Note: Hopefully you walked through the LetsEncrypt section of the official docs. My test domain already was setup for TLS, so I just pointed the config at my certs.

server {
    listen 443 ssl http2;
    listen [::]:443 ssl http2;
    server_name pixelfed.party;     
    root /opt/pixelfed/public;  <-- POINTING TO THE PUBLIC DIRECTORY

    ssl_certificate /etc/nginx/ssl/pixelfed.party/fullchain.cer;
    ssl_certificate_key /etc/nginx/ssl/pixelfed.party/pixelfed.party.key;

    ssl_protocols TLSv1.2;
    ssl_ciphers EECDH+AESGCM:EECDH+CHACHA20:EECDH+AES;
    ssl_prefer_server_ciphers on;

    add_header X-Frame-Options "SAMEORIGIN";
    add_header X-XSS-Protection "1; mode=block";
    add_header X-Content-Type-Options "nosniff";

    index index.html index.htm index.php;

    charset utf-8;

    location / {
        try_files $uri $uri/ /index.php?$query_string;
    }

    location = /favicon.ico { access_log off; log_not_found off; }
    location = /robots.txt  { access_log off; log_not_found off; }

    error_page 404 /index.php;

    location ~ \.php$ {
        fastcgi_split_path_info ^(.+\.php)(/.+)$;
        try_files $fastcgi_script_name =404;
        fastcgi_pass unix:/run/php/php7.2-fpm.sock; # make sure this is correct
        fastcgi_index index.php;
        include fastcgi_params;
        fastcgi_param SCRIPT_FILENAME $document_root$fastcgi_script_name; # or $request_filename
    }

    location ~ /\.(?!well-known).* {
        deny all;
    }
}

server {                                             # Redirect http to https
    server_name pixelfed.example;                    # change this to your fqdn
    listen 80;
    listen [::]:80;
    return 301 https://$host$request_uri;
}

The actual Install

You should be pretty good to go for the rest of the install docs.

https://docs.pixelfed.org/installing-pixelfed/installation.html#development-setup

Clone the code to a directory, copy the env file and edit it to your liking.
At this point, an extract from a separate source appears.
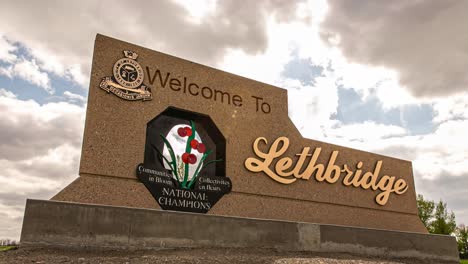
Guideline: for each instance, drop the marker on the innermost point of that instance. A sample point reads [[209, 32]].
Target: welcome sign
[[165, 133]]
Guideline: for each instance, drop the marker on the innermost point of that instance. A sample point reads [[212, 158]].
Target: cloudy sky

Run the PHP Artisan commands, and hopefully it all works.

After I was able to get the site up and running I created a few test users manually using the Artisan commands.
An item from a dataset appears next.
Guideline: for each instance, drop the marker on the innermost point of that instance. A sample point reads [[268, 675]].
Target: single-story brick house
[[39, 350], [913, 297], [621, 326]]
Due to my email config not working I forced the user creation and manually verified the email. If you get email working you probably don't need to do this.

php artisan user:create
Creating a new user...

 Name:
 > user03

 Username:
 > user03

 Email:
 > user03@example.com

 Password:
 > 

 Confirm Password:
 > 

 Make this user an admin? (yes/no) [no]:
 > no

 Manually verify email address? (yes/no) [no]:
 > yes

 Are you sure you want to create this user? (yes/no) [no]:
 > yes

Created new user!

I am just using the Artisan Queue Worker and Horizon in a screen session as this was a test. I'd probably go about setting up systemd for these things, but I am not keeping the experiment running after this post.

So to run your site you pop these command into a screen session and have fun:

php artisan horizon
php artisan queue:work

I hope this gets you through the install just a bit easier and you can migrate your way from centralized big tech companies to your very own services.